L’article 371-2 précise que « chacun des parents contribue à l’entretien et à l’éducation des enfants à proportion de ses ressources, de celles de l’autre parent, ainsi que des besoins de l’enfant. Cette obligation ne cesse pas de plein droit lorsque l’enfant est majeur. »

En cas de séparation

L’article 373-2 du même code maintient la coparentalité dans la plupart des cas. « La séparation des parents est sans incidence sur les règles de dévolution de l’exercice de l’autorité parentale. »

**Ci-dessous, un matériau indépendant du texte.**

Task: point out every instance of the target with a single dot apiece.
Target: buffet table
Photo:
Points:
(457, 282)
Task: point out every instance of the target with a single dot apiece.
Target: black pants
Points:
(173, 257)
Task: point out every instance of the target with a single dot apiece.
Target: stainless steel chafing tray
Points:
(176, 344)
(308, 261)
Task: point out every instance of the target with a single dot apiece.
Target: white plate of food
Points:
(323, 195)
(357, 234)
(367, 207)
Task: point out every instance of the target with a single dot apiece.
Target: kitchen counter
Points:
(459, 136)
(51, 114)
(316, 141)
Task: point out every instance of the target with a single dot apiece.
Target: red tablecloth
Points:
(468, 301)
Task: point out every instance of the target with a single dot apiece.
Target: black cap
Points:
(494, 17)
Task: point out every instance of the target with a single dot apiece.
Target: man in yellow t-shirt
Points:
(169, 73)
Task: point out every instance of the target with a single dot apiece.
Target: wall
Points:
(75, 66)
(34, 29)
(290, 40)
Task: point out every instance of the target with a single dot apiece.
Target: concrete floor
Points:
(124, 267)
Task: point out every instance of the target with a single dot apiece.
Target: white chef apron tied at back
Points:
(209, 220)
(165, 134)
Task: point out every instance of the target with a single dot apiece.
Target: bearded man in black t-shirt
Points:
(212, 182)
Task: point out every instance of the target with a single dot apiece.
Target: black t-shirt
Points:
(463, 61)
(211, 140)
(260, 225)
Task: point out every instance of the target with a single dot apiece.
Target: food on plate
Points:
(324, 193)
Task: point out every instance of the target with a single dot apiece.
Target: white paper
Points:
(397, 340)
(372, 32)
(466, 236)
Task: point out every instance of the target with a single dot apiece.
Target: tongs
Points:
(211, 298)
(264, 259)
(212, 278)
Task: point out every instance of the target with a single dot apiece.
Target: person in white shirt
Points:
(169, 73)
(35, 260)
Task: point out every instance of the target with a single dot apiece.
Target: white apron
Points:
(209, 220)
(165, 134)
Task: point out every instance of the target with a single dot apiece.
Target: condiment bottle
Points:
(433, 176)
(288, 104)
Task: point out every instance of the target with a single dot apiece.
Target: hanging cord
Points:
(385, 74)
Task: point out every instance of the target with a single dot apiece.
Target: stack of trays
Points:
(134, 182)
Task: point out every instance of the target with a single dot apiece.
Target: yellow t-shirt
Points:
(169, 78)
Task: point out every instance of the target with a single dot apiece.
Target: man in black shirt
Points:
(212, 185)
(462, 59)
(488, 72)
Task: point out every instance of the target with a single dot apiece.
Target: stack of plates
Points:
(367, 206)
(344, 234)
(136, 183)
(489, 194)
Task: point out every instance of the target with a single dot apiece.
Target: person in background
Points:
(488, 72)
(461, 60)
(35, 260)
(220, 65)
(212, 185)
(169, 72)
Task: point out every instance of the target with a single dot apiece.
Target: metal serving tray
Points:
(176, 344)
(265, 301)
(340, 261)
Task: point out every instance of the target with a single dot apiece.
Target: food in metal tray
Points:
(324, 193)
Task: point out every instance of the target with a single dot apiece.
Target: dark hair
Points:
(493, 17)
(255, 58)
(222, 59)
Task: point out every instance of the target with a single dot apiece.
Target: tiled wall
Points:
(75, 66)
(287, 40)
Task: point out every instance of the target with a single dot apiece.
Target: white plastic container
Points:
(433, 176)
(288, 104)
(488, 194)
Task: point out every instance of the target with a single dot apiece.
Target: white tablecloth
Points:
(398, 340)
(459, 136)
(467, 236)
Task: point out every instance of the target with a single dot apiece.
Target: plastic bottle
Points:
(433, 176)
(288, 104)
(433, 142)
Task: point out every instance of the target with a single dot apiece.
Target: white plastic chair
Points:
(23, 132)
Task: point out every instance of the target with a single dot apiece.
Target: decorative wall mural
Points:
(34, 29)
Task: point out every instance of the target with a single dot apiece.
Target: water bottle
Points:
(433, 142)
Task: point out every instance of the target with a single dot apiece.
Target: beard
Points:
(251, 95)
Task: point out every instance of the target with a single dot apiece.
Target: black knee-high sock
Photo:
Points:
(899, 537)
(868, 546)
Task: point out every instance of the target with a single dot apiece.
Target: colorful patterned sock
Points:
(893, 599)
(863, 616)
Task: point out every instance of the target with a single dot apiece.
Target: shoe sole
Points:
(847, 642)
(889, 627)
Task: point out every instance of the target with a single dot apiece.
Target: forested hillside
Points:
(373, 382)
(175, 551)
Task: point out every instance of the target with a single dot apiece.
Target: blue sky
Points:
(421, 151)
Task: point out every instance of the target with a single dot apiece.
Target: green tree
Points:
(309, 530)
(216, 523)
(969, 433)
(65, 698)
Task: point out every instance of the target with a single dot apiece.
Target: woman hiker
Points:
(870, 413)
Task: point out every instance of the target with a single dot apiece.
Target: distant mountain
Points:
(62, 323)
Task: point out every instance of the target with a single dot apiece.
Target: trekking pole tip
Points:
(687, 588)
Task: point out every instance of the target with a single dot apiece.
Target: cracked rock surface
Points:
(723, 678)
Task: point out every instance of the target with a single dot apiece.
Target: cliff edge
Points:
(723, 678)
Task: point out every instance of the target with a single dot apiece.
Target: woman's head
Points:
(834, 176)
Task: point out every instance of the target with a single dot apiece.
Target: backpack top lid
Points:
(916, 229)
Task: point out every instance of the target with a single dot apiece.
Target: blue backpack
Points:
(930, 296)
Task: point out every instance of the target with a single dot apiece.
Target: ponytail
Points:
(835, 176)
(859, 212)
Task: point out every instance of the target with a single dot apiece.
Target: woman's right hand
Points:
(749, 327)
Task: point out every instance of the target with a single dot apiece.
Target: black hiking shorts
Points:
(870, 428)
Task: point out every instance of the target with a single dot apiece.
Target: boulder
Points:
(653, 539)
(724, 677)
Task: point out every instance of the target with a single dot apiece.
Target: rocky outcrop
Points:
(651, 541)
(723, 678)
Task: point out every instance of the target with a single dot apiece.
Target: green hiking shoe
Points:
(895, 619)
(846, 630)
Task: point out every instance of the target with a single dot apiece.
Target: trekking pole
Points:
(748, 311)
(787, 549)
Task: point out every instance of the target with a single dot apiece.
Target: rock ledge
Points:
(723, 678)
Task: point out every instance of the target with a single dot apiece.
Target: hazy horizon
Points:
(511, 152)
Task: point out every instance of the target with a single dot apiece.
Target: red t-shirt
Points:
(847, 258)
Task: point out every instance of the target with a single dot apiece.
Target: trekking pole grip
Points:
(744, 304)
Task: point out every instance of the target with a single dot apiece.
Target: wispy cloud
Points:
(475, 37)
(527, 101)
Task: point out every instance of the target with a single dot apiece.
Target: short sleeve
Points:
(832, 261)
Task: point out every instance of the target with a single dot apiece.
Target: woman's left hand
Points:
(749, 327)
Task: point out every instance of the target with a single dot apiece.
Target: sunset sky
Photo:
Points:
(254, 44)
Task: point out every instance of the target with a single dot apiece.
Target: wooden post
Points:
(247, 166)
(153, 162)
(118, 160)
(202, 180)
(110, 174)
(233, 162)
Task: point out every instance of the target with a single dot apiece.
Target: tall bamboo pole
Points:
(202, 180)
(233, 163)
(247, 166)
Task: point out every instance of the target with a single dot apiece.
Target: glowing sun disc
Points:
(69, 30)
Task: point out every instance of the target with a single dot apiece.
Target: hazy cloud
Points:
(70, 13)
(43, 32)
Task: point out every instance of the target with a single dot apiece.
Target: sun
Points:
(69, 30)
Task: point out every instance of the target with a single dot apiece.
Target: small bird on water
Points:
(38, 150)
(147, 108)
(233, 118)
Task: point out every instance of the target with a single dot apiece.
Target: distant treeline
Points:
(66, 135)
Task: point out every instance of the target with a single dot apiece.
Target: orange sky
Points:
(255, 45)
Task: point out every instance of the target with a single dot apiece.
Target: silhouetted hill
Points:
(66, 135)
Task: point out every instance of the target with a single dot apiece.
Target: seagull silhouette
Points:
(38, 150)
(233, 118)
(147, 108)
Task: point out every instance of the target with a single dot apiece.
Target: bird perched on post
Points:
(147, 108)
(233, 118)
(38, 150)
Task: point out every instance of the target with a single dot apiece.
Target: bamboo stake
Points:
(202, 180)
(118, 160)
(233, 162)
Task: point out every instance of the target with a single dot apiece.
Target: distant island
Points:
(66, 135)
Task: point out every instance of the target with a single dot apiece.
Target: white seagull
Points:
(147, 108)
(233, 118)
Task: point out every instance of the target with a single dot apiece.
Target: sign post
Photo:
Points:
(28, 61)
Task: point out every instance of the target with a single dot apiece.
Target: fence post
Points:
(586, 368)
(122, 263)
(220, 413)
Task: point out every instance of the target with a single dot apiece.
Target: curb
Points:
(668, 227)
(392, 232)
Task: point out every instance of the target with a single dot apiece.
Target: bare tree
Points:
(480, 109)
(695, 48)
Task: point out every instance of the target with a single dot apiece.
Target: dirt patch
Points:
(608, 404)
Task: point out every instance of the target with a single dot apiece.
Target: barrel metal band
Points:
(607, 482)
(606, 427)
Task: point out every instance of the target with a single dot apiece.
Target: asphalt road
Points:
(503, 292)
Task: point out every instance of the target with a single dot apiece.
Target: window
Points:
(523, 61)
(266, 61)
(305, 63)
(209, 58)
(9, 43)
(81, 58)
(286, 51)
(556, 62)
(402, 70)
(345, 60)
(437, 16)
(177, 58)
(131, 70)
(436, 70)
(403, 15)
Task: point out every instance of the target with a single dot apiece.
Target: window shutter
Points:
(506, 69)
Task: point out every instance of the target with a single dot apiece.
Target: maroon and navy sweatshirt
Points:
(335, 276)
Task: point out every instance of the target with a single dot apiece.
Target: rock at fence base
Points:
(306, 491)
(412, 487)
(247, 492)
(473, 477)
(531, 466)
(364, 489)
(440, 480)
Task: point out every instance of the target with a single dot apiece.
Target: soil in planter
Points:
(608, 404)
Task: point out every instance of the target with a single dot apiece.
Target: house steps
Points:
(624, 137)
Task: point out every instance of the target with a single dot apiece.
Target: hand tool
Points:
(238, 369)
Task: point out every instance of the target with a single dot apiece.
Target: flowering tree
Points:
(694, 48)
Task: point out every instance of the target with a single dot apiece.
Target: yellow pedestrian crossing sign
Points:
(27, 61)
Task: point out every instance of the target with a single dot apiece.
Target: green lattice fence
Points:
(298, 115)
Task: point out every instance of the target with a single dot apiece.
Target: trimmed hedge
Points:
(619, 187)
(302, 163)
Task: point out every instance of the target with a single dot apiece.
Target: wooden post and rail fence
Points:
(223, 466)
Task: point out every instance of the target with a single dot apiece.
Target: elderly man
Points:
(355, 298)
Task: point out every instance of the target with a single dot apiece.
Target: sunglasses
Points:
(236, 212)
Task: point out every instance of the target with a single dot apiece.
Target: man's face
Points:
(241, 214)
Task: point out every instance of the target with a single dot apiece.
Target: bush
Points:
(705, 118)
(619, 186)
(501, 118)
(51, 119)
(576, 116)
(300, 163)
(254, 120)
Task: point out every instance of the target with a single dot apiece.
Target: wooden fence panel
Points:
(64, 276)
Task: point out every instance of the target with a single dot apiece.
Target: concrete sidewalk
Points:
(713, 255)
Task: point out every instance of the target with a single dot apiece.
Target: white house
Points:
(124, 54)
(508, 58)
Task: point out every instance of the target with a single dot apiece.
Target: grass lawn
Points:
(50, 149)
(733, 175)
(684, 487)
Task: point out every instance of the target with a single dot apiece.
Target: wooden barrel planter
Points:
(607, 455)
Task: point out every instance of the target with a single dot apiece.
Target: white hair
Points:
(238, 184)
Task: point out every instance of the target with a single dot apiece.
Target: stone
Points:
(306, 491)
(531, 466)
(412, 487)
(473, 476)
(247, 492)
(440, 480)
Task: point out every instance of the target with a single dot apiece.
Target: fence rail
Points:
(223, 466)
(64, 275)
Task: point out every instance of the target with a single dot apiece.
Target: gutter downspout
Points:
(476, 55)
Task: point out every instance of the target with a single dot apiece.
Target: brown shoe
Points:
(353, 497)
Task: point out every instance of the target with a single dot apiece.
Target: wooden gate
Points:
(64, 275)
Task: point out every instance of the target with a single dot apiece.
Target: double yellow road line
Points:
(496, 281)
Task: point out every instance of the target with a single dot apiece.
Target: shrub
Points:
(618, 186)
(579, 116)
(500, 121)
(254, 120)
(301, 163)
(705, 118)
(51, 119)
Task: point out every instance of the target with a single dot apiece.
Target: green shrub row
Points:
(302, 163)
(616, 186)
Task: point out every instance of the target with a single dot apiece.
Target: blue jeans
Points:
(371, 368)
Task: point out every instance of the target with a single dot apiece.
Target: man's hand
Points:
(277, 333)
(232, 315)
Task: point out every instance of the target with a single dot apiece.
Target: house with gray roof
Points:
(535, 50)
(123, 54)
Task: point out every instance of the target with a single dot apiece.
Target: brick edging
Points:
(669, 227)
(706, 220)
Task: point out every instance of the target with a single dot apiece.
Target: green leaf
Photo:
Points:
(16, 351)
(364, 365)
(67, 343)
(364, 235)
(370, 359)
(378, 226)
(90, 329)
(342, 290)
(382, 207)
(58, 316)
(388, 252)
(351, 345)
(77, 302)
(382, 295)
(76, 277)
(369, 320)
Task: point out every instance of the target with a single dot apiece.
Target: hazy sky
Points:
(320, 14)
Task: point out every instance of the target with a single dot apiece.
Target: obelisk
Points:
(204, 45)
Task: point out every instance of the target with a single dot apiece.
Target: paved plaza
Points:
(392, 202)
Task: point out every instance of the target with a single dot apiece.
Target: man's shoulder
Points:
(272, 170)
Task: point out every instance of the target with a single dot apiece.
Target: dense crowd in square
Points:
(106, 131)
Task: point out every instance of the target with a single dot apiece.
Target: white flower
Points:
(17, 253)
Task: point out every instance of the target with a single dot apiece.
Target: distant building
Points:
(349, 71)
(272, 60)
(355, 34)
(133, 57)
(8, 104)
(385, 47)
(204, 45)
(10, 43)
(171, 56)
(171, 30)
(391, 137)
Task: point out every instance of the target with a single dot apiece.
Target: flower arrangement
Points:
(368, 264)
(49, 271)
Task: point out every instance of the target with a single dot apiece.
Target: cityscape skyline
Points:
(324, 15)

Il fixe les devoirs des parents vis-à-vis de l’enfant et, en conséquence, vis-à-vis de l’obligation, notamment du parent qui assume la résidence habituelle, de laisser à l’autre parent la possibilité de faire son devoir, c’est-à-dire de maintenir des relations avec l’enfant. L’article précise : « Chacun des père et mère doit maintenir des relations personnelles avec l’enfant et respecter les liens de celui-ci avec l’autre parent. »

Il poursuit à propos du changement de résidence : « Tout changement de résidence de l’un des parents, dès lors qu’il modifie les modalités d’exercice de l’autorité parentale, doit faire l’objet d’une information préalable et en temps utile de l’autre parent. En cas de désaccord, le parent le plus diligent saisit le juge aux affaires familiales qui statue selon ce qu’exige l’intérêt de l’enfant. Le juge répartit les frais de déplacement et ajuste en conséquence le montant de la contribution à l’entretien et à l’éducation de l’enfant. »

Chaque parent peut accomplir seul les actes usuels

Patrice Hilt et Frédérique Granet-Lambrechts soulignent bien, comme nous l’avions déjà fait ici, que l’exercice en commun de l’autorité parentale est conçu comme la solution de principe.

De ce fait, « lorsque l’exercice de l’autorité parentale appartient concurremment aux père et mère, chacun peut faire seul les actes usuels s’y afférant et est présumé les avoirs accomplis avec l’accord de l’autre à l’égard des tiers de bonne foi (art. 372-2 C. civ.). Les actes graves nécessitent au contraire le consentement des deux parents. »

En revanche, comme le signale le guide de l’éducation nationale « il convient de noter que la présomption tombe en cas de désaccord manifeste de l’autre parent. Si celui-ci a manifesté son désaccord auprès de l’administration, elle ne peut plus se prévaloir de la présomption. Dans ce cas, elle ne peut prendre une décision se rapportant à un acte usuel sans l’accord des deux parents, sous peine de commettre une erreur de droit (TA Lille, 11 mars 2009, n° 0805148). »

Cependant, le code civil ne définit ni les actes usuels ni les actes graves. La distinction est à faire au cas par cas.

Les actes usuels et l’exercice de l’autorité parentale en milieu scolaire

Dans les cas où les informations ne circulent pas du parent résident à l’autre, le même guide de l’éducation nationale indique que le parent qui n’héberge pas l’enfant de manière habituelle doit alors le signaler à la direction de l’école, du collège ou du lycée.

Ainsi, « si le chef d’établissement a été averti de cette situation, il envoie systématiquement à chacun des deux parents les mêmes documents et convocations. »

Il est intéressant de noter que « l’exercice conjoint de l’autorité parentale confère aux deux parents la même qualité pour être représentants des parents d’élèves. »

La coparentalité se vit plus facilement en résidence alternée ?

On le devine, faire vivre la coparentalité avec un droit de visite et d’hébergement dit « classique » est extrêmement difficile. Le parent qui ne rencontre son/ses enfants que 2 jours en 14 jours et uniquement sur des temps de loisirs aura plus de difficulté avec les actes dit « usuels ».

Comme le regrette en 2014, le Groupe de Travail Coparentalité de la Direction Générale des Affaires Civiles et celle de la Cohésion Sociale: « Il arrive ainsi souvent que le parent qui vit avec l’enfant prenne des décisions seul et en avise a posteriori l’autre parent qui est ainsi mis devant le fait accompli. »

Il faudrait donc mettre en cohérence ce principe de coparentalité avec un temps de résidence suffisant de chacun des parents avec l’enfant.